Big Oil & Iraq paying the bill

Published Jun 29, 2008 10:06 PM

Oil, blood and profits

The Bush presidency has been remarkable in its extraordinary ability to outdo in arrogance and blatant selfishness what most administrations would try to cover up with mounds of hypocrisy. Not that it doesn’t have its share of hypocrisy, and it certainly has lied at least as much as any administration in U.S. history, but in the end, greed trumps all else.

Thus we were told last week without any question or doubt what the criminal invasion of Iraq was about. Oil.

Not that this was a surprise. Not to us in this editorial space nor to some 20 million people everywhere who demonstrated in the months before March 20, 2003, including the many who raised the banner, “No blood for oil!”

Mostly Iraqi blood has been spilled. But also the blood of some 4,100 U.S. working-class youth who were deceived into acting as the foot-soldiers for an oppressive and illegal invasion, plus tens of thousands more wounded, has been spilled for over five years, and on June 30 the end deal for all this blood is to be announced.

The four major oil companies that were ejected in 1972 by the Iraqi revolution—Exxon Mobil, Shell, Total and BP—are supposed to be on the verge of re-entering Iraq to continue with the exploitation of its oil and its people. The new oil contracts also include Chevron.

So the U.S.- and British-based oil monopolies, and even the French-based Total, will be back in business—if nothing interrupts them in the next few days. Since there is an active resistance in Iraq, interruptions are possible. And the business of U.S. imperialism is business, especially oil and weapons.

In keeping with the blatant character of the Bush gang’s rule, these oil companies got in without having to go through the formality of competitive bidding. Remember that meeting—the “private” one—between Vice President Dick Cheney and the oil executives very early in the Bush administration? Perhaps that’s when the promises were made.
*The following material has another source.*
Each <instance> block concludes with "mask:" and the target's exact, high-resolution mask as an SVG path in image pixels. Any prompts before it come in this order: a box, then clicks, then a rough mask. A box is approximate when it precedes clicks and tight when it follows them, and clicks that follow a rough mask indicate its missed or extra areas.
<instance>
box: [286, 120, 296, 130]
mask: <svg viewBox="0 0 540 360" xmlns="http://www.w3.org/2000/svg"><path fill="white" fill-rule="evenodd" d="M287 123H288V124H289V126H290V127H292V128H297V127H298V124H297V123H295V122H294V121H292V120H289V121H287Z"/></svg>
It will be interesting to see who, among the Iraqi puppet politicians, will be willing to be photographed shaking hands over this deal giving away Iraq’s national wealth. Or will this, too, all be done in private?
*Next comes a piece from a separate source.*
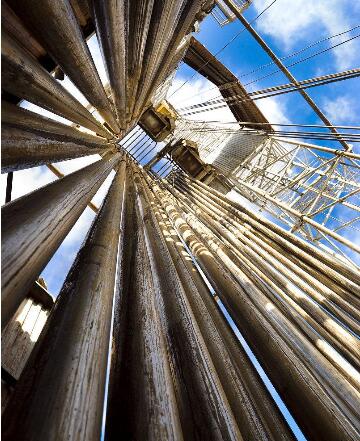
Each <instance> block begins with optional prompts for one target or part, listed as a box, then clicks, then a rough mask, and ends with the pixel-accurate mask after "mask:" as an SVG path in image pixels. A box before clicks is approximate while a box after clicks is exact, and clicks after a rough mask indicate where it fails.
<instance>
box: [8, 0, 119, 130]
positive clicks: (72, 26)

A side question, for those who remember the France-bashing days of “freedom fries,” is what has the current French government of Nicolas Sarkozy done to earn a place for Total at the oil well? Will more French battalions be on their way to Afghanistan?

Congress makes a deal

Not to be outdone in this time of deal-making with the Bush administration, the U.S. Congress, with its narrow Democratic Party majority, has again opted for war.

We are not among those who say there is no difference between the Republican and Democratic parties. There are many differences, including the sections of U.S. society that make up their constituencies. But we are clear that these are two parties whose national leadership, ideology and history put them firmly in the position of defending the interests of U.S. imperialism, including waging foreign wars of aggression.
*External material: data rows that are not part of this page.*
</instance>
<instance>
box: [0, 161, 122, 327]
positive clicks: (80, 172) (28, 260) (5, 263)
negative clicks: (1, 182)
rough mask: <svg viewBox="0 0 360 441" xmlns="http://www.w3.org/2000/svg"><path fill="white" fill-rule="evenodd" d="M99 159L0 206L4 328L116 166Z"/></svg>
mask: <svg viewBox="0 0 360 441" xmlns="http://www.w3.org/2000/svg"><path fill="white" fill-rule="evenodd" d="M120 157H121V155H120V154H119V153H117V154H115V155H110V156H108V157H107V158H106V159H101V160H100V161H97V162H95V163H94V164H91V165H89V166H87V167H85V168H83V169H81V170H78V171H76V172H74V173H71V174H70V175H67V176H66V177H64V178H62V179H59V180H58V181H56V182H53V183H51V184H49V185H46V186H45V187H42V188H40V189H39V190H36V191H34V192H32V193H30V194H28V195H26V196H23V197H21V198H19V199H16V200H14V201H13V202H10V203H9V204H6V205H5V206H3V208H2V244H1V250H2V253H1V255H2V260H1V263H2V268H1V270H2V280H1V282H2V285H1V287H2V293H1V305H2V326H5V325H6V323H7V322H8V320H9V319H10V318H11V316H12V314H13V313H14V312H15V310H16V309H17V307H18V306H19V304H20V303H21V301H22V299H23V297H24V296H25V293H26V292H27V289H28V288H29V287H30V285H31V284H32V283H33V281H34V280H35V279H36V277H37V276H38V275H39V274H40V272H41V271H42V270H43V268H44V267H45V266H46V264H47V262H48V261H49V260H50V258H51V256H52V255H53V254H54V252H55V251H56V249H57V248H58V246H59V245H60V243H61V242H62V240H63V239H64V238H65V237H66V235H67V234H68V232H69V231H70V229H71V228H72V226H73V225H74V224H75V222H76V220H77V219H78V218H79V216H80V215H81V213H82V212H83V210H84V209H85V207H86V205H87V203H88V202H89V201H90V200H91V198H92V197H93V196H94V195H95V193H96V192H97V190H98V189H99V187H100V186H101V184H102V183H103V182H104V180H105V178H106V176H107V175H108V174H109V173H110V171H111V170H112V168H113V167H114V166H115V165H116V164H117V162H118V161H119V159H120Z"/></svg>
Granted, these days the Democrats are not so blatant about it. So when they opt to again support the war machine, as the House Democrats did in helping to pass a $162 billion war appropriations bill, they look for a cover.

Their cover was an amendment for supplemental unemployment payments for an additional 13 weeks for those many workers out of work more than 26 weeks. They also passed an amendment granting significant benefits to military veterans, including a 21st-century version of the old GI Bill of Rights that sent so many World War II veterans to college. Big, big guns with a small pat of margarine. And it was while Congress was also cutting down funds for student loans to civilian youths.

In 2006 a majority of Democrats were elected to the House because people believed they would stop the war in Iraq and bring the troops home. Not as blatant as the Republicans, but at least as hypocritical, the Democratic Party leaders have certainly failed to keep that promise.

The lesson of all this is that it is past time for the tens of millions of anti-war people in the United States to rise out of inactivity, stop waiting or counting on elections or on politicians of either of the two major capitalist parties, and get back in the streets to struggle to end the wars on Iraq and Afghanistan, the threats against Iran and aggression anywhere on this globe.